Blair Kroeber, author of Remora, is a Los Angeles-based screen and fiction writer whose previous short fiction credits include Thuglit, Shotgun Honey, Looking Glass Magazine and the Mulholland Books genre fiction website Popcorn Fiction.
Their first two mornings on the beach, Capricorn hadn’t much spoken. But here on the third, she turned to Rudy from the driver’s seat of her fully trimmed Chevy Malibu and addressed him.
“Sometimes, for the empire to maintain, a prince has got to storm the throne, take control.” She lay slumped in the palm of the car seat, the lids of her eyes only barely parted. “That’s how we came to be here, understand me?”

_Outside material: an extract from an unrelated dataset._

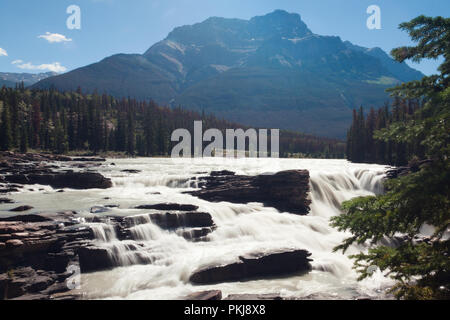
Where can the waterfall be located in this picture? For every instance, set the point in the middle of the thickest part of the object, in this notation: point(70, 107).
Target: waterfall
point(156, 263)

Capricorn, as the rumors told it, had no more than a ninth-grade education, and yet she often spoke like this, as if she were quoting wisdom from ancient texts. She was prismatic, unexpected. She rubbed Florida water onto the jambs of the doors where she lived. She wore strange-colored makeup–modeled after Cleopatra, people said–and she had hair the color of motor oil, a rich black that shimmered with iridescent tones under light.

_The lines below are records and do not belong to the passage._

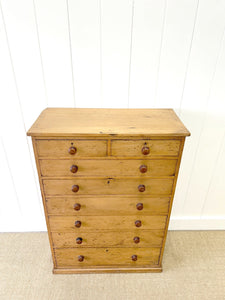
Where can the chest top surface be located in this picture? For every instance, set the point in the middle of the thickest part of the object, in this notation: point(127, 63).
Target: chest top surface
point(58, 122)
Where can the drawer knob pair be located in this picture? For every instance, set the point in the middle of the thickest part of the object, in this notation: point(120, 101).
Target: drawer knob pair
point(72, 150)
point(145, 150)
point(75, 188)
point(141, 188)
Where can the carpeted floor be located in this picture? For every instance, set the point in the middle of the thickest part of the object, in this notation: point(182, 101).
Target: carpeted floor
point(194, 268)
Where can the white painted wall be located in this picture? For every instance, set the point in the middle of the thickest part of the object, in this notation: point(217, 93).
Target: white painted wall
point(114, 53)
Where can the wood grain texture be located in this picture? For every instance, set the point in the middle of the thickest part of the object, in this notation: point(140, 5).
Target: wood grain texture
point(104, 167)
point(70, 122)
point(134, 148)
point(151, 238)
point(106, 256)
point(98, 223)
point(108, 186)
point(60, 148)
point(106, 205)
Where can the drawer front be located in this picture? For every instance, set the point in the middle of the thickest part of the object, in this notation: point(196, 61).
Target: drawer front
point(110, 168)
point(98, 223)
point(108, 205)
point(106, 256)
point(134, 148)
point(135, 238)
point(108, 186)
point(71, 148)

Rudy, barely seventeen, sat lacing and unlacing his fingers. Both of them were peering ahead to where old Papa Vin, stooped on account of the herniated disk in his L4, had initiated his regular morning stroll, shuffling along the paved ocean walk and onto the beach. Three consecutive days, they had come here to surveil the former boss, all at the behest of his sons, and now a spectral fog, low-lying and fast, had come creeping across the tidewaters, teeming over the sand like an invading horde. It was turning the air to milk.
Capricorn again: “And whenever new leadership comes to preside, they can’t have the old chieftains peeking over their shoulder. You got to close one book before opening the next, see? It’s the natural order, like how a tundra wolf will eventually challenge the alpha for dominance.”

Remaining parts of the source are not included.